今回のスイスホスピタリテイ視察では、3件のホテル関係者(オーナー社長、総支配人、ホテル支配人)等と会談した。
3者ともに共通していたことに『人材難』の話が挙がったこと。そう、人財難は何も日本に限った事ではない。ホスピタリテイ先進国のスイスでさえ、その職業に就く人は年々縮小。もはや壊滅的な状況でもあり外国人スタッフに依存するところも多いとあった。
スイスは優れたホテル学校が数あることでも知られているが、その卒業生さえもホテルを職場にすることが減少していること。理由としては、低賃金、不規則な労働時間、過重労働、そもそも人付き合いが嫌(これ、意味が理解できないが。。。)

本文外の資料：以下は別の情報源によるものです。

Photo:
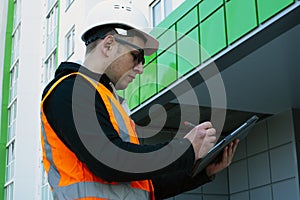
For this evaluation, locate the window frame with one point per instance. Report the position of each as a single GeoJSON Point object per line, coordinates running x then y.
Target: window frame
{"type": "Point", "coordinates": [70, 43]}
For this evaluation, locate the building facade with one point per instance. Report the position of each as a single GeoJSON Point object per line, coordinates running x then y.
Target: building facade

ほぼ、日本で新卒者採用における離職理由と酷似している。スイスホテルスクール=日本の大卒と同等であることを考えれば頷くこと然り。ただ、ここからが少し異なるのは、そもそも上述理由の卒業生は『ホテル/ホスピタリテイ業界』を選択しない。自ら選択して門戸をたたいた者は、ある種の覚悟をもって臨んでいる事だ。実際に、その類の離職率は低い。キャリアアップの転職はあっても、他業種へ移行などの離職は少ない。

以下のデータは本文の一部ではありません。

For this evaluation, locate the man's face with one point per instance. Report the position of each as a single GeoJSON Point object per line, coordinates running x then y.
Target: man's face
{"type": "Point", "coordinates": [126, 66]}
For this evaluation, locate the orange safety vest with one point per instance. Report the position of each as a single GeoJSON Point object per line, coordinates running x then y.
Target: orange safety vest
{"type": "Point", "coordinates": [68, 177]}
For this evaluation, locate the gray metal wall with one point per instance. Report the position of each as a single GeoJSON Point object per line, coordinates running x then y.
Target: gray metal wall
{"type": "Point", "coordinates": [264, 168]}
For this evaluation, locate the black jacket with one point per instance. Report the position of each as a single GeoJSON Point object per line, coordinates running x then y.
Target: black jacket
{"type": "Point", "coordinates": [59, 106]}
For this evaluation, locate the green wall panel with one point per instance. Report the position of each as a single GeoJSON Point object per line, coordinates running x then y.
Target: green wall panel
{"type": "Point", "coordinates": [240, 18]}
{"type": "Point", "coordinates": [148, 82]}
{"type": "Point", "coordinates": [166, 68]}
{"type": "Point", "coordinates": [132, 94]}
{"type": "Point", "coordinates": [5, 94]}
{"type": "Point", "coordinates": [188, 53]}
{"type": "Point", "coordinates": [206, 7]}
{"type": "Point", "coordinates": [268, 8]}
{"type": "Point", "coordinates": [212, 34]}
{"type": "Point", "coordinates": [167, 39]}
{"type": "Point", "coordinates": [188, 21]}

そしてまた、彼らも入口は『現場』だ。いきなり営業だの企画だのに配属はされない。今回であったスイス人男性は朝シフト、夜シフトなど不規則勤務で料飲サーヴィス業務に就いていた。会話をし、所作をみるだけで、地頭の良さと基本が出来ていることは明白であった。ゆえに、少し不愉快な場面に遭遇した私に対して、最上の心配りをくれた。心配りをするには目配り気配りが必要。彼は大局を見て、咄嗟に自己判断で対応してくれたのかと思う。揺るがない基本が対応力に繋がる一場面であった。5つ星ラグジュアリーホテルでの出来事である。